На лице Бэбкока отразилось недоумение — он не мог понять, к чему ведет Джойс. Эйнштейн сосредоточенно слушал.

— Так вот, — продолжал Джойс, — мистер Уильям Батлер Йейтс и его друзья живут в такой арабской сказке. Для них она реальна. Даже более реальна, чем их собственные слуги. Каждый день мы погружаемся в мир чувств и ощущений, но мы не так наги и беззащитны, как Адам и Ева в раю. Куда бы мы ни отправились — в пивную за углом, в передвижной арабский цирк или на Южный полюс с Амундсеном, — мы несем с собой определенные идеи, определенные предрассудки. Если бы сейчас в эту комнату вошел вор-карманник, он увидел бы несколько карманов, которые можно обчистить. Если бы прекрасная Милева, — он шутливо поклонился в сторону кухни, где позвякивала посудой жена Эйнштейна, — изволила пригласить к нам в гости Сократа, он увидел бы здесь несколько умов, которые можно смутить каверзными вопросами. Если бы здесь оказался мистер Йейтс, он увидел бы только материальные тени Вечных Духовных Идей: Науки, — он указал на Эйнштейна, — Искусства, — он иронически указал на самого себя, — и Мистицизма, — он указал на сэра Джона. — Что до меня, то я вижу здесь трех человек, жизни которых складываются по-разному, вот и все.

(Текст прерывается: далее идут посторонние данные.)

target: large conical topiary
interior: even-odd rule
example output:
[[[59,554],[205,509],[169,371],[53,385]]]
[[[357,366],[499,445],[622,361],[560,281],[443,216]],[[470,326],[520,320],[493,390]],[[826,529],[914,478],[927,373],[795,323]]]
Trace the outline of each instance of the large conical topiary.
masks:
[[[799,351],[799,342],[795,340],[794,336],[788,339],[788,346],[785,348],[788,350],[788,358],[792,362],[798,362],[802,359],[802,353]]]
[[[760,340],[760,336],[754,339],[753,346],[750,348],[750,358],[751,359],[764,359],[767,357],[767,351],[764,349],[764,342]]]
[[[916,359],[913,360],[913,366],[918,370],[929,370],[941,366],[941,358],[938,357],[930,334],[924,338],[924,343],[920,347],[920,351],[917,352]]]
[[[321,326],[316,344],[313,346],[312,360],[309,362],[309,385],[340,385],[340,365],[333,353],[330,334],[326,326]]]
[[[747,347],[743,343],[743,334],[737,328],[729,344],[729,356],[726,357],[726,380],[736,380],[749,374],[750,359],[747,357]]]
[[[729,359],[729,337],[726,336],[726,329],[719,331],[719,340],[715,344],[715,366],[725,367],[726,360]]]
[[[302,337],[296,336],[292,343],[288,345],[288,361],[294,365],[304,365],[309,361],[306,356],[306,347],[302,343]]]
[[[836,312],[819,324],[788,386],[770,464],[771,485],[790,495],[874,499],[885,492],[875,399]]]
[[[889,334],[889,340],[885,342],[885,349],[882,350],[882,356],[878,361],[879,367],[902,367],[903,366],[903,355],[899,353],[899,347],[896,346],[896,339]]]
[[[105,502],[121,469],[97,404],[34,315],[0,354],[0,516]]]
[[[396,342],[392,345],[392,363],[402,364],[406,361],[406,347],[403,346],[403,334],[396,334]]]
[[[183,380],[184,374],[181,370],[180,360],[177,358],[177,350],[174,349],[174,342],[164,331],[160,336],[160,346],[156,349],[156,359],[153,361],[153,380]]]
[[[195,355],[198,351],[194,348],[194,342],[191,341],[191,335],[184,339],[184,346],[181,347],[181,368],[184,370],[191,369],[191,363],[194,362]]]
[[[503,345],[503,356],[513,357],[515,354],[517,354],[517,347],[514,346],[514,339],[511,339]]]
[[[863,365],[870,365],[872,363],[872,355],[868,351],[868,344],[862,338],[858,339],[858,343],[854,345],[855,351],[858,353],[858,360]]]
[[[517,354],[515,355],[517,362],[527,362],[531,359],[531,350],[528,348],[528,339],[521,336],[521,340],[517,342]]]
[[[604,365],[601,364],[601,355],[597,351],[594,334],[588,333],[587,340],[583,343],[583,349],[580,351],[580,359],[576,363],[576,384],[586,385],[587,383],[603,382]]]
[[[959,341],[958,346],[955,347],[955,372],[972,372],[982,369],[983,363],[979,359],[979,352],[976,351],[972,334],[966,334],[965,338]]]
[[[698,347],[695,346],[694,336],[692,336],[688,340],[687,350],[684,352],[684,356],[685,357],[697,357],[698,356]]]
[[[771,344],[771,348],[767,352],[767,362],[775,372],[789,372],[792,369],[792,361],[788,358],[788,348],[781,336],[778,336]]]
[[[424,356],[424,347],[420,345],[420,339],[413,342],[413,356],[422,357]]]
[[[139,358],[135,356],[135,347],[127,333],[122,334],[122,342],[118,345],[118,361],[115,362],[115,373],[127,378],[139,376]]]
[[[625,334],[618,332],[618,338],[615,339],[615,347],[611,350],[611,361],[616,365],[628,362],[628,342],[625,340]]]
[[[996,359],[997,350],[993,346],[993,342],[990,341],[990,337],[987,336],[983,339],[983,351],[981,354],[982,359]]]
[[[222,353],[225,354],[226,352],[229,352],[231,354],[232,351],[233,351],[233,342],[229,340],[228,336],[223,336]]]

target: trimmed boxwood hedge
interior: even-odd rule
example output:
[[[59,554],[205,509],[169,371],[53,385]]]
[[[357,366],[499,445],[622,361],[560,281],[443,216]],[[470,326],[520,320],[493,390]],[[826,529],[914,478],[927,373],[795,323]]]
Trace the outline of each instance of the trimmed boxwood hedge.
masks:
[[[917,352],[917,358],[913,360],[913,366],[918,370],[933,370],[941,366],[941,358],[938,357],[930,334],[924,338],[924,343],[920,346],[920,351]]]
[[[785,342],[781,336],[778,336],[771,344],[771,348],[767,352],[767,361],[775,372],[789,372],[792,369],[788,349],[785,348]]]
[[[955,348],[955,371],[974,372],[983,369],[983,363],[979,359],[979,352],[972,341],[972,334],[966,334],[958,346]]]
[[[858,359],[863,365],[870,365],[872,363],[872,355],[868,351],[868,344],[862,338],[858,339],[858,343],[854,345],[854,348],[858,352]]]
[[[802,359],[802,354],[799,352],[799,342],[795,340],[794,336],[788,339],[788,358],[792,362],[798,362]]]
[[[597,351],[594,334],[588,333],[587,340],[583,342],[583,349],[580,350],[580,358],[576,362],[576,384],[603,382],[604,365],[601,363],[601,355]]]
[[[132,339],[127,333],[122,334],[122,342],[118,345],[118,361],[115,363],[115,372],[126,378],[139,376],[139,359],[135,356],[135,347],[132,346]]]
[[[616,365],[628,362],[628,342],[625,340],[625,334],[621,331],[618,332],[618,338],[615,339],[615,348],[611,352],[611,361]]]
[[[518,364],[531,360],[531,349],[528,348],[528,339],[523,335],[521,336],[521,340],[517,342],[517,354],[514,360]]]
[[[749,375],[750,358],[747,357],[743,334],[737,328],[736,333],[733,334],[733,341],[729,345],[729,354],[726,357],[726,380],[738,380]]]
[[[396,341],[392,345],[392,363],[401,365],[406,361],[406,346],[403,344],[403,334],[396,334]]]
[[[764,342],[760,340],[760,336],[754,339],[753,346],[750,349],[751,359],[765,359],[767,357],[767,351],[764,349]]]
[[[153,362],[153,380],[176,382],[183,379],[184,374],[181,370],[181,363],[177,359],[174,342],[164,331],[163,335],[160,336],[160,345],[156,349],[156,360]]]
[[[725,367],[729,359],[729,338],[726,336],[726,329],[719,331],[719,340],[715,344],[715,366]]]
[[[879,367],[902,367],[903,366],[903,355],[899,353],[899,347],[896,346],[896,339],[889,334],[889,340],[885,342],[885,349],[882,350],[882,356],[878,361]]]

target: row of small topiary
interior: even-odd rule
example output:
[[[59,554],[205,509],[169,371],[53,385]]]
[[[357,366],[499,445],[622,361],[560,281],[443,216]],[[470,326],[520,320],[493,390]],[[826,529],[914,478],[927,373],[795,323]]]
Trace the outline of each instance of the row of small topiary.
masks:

— Если я правильно понимаю, — сухо заметил Эйнштейн, — вы хотите сказать, что люди из «Золотой Зари» не более безумны, чем все остальные?

— Я хочу сказать, — ответил Джойс, — что могу видеть мир таким, каким его видит Йейтс и прочие оккультисты — то есть как духовный путь, полный Знаков и Символов — а могу видеть его таким, каким мне его показали иезуиты в годы моей юности — то есть как юдоль скорби и паутину греха. Я также могу видеть его как поэму Гомера или угнетающий своим натурализмом роман Золя. Мне интересны все его грани.

Сэр Джон подался вперед, внезапно заинтересовавшись разговором.

— Мне кажется, я начинаю вас понимать, — сказал он. — Вы хотите сказать, что я живу в готическом романе, тогда как вы предпочитаете жить в романе Золя.

— Вовсе нет, — сказал Джойс. — В романах Золя только одно измерение, я же хочу видеть этот мир со всех сторон. Я хочу глубоко разобраться в готических романах, романах Золя и всех остальных маскарадах, а затем преодолеть их ограничения.

— Любопытно, — задумчиво произнес Эйнштейн, — очень любопытно.

Бэбкок и Джойс вопросительно посмотрели на него, ожидая продолжения.

— Ваш пример с арабским цирком, — сказал Эйнштейн Джойсу, — напомнил мне о другом интересном примере, который я часто привожу на своих лекциях. Представьте себе, что мы — трое физиков, а наша комната — это лифт, который стремительно несется вверх в безвоздушном пространстве. Мы не знаем, что находимся внутри лифта, но хорошо разбираемся в физике и хотим понять, что происходит вокруг нас. Мы начинаем проводить эксперименты и обнаруживаем, что предметы, которые мы выпускаем из рук, всегда падают на пол. Мы также выясняем, что если эти же предметы бросать горизонтально, они тоже падают на пол, но уже не отвесно, а по параболе. Записывая для этих процессов простейшие математические уравнения, мы в конце концов получаем всю ньютоновскую теорию гравитации. В результате мы приходим к выводу, что под коробкой, в которой мы заперты, находится какая-то планета, «притягивающая» к себе разные предметы.

Джойс удивленно хмыкнул.

— Если эта теория верна, то она еще более удивительна, чем все то, о чем вы рассказывали мне раньше.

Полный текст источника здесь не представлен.